The Great Plague of 1665
The last major outbreak of bubonic plague in England struck London in spring–autumn 1665.
- Death toll — perhaps 100,000 in London (~25% of the city's population).
- Rural areas also affected — famously Eyam in Derbyshire quarantined itself voluntarily.
- Cause — Yersinia pestis, spread by fleas on rats. Still unknown to contemporaries.
Beliefs about the cause
Beliefs about plague had only modestly changed since 1348:
- God's punishment — most common; sermons blamed sin (Plague Day fast 1665).
- Miasma — bad air from corrupted matter (still dominant).
- Astrological — alignment of planets.
- Foreign origin — Dutch ships, refugees.
But there were small shifts:
- Less emphasis on astrology than 1348.
- Some interest in observation (John Graunt's mortality bills).
- Less reliance on flagellation.
Responses to the plague
Compared with 1348 the response was more organised but still ineffective:
Government response:
- Houses of the infected marked with a red cross and "Lord have mercy upon us".
- Quarantine — 40 days for infected households.
- Watchmen posted to enforce quarantine.
- Pest houses built outside city walls.
- Bills of Mortality published weekly — early statistics.
- Searcher women identified plague deaths.
- Killing of cats and dogs (ironic — they could have controlled rats).
- Public events banned — funerals, fairs.
- Smoking tobacco encouraged (thought to cleanse air).
Personal response:
- Burning fires in streets.
- Posies of herbs and flowers.
- Plague water (herbal remedy).
- Carrying nutmeg, vinegar.
- Fleeing London — court left for Oxford; Charles II survived in safety.
- Rich families closed up homes.
Religious response:
- Days of fasting and prayer (e.g. 12 July 1665).
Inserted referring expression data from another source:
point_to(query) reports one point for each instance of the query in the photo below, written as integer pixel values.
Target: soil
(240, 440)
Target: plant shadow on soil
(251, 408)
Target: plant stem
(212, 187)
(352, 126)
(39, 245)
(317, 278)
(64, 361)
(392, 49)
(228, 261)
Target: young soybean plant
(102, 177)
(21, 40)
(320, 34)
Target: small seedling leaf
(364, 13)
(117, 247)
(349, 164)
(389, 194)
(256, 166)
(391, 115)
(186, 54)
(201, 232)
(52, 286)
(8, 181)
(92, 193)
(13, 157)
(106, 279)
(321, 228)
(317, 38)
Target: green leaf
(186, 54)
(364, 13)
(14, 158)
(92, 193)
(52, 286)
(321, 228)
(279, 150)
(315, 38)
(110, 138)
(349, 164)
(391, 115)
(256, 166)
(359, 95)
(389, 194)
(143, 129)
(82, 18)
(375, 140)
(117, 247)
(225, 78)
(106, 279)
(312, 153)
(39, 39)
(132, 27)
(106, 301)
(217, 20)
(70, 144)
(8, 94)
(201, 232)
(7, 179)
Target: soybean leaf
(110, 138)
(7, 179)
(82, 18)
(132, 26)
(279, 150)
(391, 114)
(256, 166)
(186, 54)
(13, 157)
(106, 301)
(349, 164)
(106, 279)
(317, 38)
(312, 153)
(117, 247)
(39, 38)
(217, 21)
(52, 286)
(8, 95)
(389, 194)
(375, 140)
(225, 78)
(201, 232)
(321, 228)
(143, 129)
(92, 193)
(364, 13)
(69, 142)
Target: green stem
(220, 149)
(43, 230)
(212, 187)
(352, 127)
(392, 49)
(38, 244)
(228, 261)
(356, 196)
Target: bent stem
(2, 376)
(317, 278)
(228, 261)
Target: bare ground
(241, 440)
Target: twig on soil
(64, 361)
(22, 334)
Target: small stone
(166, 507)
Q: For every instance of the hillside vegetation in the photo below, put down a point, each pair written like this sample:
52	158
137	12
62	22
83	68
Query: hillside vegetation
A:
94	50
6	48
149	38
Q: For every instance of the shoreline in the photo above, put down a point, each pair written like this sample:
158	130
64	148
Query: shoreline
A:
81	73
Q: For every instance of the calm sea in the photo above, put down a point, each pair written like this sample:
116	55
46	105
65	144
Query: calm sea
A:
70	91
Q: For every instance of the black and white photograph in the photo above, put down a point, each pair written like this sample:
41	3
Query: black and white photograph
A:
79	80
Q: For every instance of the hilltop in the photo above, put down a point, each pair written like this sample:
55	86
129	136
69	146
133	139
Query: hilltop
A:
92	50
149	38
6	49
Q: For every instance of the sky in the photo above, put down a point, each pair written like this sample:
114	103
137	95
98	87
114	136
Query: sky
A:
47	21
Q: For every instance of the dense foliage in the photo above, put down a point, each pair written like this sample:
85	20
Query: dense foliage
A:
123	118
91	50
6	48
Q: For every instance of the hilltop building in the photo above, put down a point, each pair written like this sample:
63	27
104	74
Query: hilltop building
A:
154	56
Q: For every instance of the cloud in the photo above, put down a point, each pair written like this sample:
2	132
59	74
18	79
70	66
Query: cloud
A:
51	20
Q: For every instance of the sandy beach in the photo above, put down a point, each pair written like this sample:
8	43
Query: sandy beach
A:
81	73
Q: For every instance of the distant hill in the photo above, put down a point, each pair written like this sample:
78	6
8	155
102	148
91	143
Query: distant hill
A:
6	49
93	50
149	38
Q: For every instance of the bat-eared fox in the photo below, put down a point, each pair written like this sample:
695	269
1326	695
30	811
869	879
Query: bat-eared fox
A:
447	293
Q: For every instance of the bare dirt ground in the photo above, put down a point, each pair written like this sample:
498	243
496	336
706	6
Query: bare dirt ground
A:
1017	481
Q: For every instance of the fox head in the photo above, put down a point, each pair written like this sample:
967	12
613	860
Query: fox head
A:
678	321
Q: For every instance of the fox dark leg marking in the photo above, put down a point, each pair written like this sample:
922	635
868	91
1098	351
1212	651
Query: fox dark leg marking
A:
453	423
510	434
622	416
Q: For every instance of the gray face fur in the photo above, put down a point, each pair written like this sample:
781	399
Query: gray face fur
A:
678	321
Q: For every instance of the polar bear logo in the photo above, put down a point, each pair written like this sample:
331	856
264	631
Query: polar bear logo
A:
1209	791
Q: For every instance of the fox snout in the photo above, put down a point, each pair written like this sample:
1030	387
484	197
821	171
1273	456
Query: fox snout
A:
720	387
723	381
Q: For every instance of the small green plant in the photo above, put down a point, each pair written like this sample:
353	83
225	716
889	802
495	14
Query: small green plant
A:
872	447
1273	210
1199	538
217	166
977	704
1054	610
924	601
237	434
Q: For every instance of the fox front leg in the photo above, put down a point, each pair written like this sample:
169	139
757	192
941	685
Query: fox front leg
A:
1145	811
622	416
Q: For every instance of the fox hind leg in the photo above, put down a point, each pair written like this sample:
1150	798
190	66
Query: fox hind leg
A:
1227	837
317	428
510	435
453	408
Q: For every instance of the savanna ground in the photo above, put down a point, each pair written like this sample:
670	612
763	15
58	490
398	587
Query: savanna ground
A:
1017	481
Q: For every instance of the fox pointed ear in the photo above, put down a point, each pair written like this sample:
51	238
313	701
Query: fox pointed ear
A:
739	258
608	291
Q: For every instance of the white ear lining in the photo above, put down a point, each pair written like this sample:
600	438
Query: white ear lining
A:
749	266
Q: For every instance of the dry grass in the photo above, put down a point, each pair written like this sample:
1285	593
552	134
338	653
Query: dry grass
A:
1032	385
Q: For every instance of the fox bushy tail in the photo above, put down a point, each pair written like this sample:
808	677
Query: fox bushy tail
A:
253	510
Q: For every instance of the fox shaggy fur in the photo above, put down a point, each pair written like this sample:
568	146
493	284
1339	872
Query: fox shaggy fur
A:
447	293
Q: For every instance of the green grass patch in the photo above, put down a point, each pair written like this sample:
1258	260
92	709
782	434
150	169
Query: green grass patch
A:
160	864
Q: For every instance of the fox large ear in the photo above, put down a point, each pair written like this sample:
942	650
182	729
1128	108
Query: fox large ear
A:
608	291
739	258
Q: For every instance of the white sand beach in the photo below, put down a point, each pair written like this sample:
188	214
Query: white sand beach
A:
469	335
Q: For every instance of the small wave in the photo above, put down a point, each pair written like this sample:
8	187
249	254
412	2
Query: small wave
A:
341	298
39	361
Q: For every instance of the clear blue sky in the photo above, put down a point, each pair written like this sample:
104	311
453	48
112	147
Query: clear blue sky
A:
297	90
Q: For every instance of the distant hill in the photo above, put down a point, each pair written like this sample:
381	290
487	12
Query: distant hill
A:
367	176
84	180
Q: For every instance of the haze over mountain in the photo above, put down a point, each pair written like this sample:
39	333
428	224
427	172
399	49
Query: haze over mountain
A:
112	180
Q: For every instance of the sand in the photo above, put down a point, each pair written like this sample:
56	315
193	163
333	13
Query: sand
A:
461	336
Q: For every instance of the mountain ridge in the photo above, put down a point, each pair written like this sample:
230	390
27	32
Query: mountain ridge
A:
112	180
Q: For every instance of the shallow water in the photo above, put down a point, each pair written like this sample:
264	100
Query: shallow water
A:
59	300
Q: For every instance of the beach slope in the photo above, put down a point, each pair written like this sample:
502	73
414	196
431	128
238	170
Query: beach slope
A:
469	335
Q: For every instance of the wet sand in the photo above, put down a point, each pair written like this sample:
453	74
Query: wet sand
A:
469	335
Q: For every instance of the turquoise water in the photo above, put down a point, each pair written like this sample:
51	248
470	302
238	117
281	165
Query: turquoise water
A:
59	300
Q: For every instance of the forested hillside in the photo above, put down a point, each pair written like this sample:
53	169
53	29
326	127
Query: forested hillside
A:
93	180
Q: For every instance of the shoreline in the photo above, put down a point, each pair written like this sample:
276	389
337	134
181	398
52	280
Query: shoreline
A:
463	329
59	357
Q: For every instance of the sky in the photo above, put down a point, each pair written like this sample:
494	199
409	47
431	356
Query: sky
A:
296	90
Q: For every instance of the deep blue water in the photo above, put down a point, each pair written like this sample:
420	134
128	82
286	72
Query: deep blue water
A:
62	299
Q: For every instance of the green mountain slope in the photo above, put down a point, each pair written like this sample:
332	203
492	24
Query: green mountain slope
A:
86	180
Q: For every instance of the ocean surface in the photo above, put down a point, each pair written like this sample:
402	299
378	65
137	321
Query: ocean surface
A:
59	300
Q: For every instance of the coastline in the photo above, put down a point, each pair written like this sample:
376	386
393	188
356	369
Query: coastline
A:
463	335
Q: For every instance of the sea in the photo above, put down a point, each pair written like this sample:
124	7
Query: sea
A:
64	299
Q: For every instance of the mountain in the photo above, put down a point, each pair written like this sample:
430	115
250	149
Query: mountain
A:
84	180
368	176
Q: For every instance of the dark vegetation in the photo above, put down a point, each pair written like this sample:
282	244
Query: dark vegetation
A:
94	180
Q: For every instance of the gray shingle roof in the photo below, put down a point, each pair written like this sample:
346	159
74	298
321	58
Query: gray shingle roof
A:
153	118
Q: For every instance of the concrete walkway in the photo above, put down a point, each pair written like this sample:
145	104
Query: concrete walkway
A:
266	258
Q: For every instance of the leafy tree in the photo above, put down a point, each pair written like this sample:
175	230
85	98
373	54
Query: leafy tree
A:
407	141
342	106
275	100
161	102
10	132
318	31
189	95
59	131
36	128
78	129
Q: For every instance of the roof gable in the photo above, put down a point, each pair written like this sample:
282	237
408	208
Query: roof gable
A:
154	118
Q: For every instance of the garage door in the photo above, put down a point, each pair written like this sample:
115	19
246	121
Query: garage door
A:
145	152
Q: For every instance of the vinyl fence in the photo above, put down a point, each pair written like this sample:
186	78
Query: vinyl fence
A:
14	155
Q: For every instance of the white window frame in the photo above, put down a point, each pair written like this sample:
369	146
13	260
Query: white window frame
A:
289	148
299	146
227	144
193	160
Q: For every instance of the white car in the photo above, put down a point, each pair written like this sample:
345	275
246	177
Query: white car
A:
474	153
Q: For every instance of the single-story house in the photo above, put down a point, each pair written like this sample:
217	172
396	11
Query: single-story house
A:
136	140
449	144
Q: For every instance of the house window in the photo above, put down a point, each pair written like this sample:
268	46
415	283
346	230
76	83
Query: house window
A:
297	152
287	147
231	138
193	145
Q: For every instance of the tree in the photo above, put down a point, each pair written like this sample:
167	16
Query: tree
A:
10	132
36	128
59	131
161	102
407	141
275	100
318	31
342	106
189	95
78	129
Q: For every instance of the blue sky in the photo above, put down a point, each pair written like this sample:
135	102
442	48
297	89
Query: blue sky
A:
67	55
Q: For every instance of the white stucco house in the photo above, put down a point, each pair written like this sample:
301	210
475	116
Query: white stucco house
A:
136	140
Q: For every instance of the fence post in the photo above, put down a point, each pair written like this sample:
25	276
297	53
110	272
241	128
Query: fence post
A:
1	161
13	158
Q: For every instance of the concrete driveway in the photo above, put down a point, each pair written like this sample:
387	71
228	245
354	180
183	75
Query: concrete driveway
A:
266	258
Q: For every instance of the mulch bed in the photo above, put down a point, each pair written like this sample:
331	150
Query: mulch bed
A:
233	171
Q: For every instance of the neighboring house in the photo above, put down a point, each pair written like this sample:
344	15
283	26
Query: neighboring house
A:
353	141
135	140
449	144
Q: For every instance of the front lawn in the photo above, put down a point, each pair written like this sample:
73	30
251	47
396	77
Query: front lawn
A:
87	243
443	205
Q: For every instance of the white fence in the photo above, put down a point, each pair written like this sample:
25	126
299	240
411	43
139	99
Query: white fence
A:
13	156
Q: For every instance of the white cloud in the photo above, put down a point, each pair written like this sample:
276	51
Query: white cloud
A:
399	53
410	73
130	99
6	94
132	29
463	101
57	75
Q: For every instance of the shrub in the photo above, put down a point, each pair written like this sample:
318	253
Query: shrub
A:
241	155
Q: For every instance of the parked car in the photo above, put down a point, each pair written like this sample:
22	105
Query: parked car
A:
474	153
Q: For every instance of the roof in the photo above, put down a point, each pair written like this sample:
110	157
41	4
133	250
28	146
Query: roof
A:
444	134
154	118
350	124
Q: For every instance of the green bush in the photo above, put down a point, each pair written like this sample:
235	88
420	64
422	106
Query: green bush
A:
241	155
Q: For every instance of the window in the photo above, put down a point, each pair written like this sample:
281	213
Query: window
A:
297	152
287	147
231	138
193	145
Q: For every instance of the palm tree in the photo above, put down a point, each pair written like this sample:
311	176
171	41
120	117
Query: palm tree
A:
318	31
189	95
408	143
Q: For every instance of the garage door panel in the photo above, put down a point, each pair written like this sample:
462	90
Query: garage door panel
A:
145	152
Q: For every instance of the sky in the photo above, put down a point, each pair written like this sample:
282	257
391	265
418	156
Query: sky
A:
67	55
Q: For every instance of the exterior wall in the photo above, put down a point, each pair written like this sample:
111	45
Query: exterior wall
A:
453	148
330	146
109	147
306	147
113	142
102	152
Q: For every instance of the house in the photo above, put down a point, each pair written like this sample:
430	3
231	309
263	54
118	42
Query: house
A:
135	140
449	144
- Sermons on national sin.
Eyam — voluntary quarantine
In Eyam, Derbyshire, plague arrived in September 1665 in a parcel of cloth from London. Rector William Mompesson persuaded villagers to isolate themselves — supplies left at boundary stones — to protect surrounding villages. Of ~350 villagers, ~260 died. A remarkable example of communal sacrifice for public health.
End of the plague
Plague faded in autumn 1665 — possibly because cooler weather reduced flea activity, the Great Fire of London (Sept 1666) destroyed infested housing, and surviving rats developed resistance. London never had another major plague outbreak after 1665.
Comparison with 1348
| Aspect | Black Death 1348 | Great Plague 1665 |
|---|---|---|
| Cause believed | God, miasma, astrology, Jews | God, miasma, foreign |
| Treatment | Prayer, posies, flagellation | Prayer, posies, quarantine, pest houses |
| Government | Local manorial | Centralised orders, Bills of Mortality |
| Death toll | 30–60% of England | ~25% of London |
| Quarantine | Italian ports | London nationwide |
Continuity vs change
- Continuity — humoral theory, miasma, prayer, herbal remedies.
- Change — government coordination, Bills of Mortality, voluntary isolation, less antisemitism.
The Great Plague shows that scientific Renaissance ideas had not yet reached everyday practice. Real change waited for germ theory in the 19th century.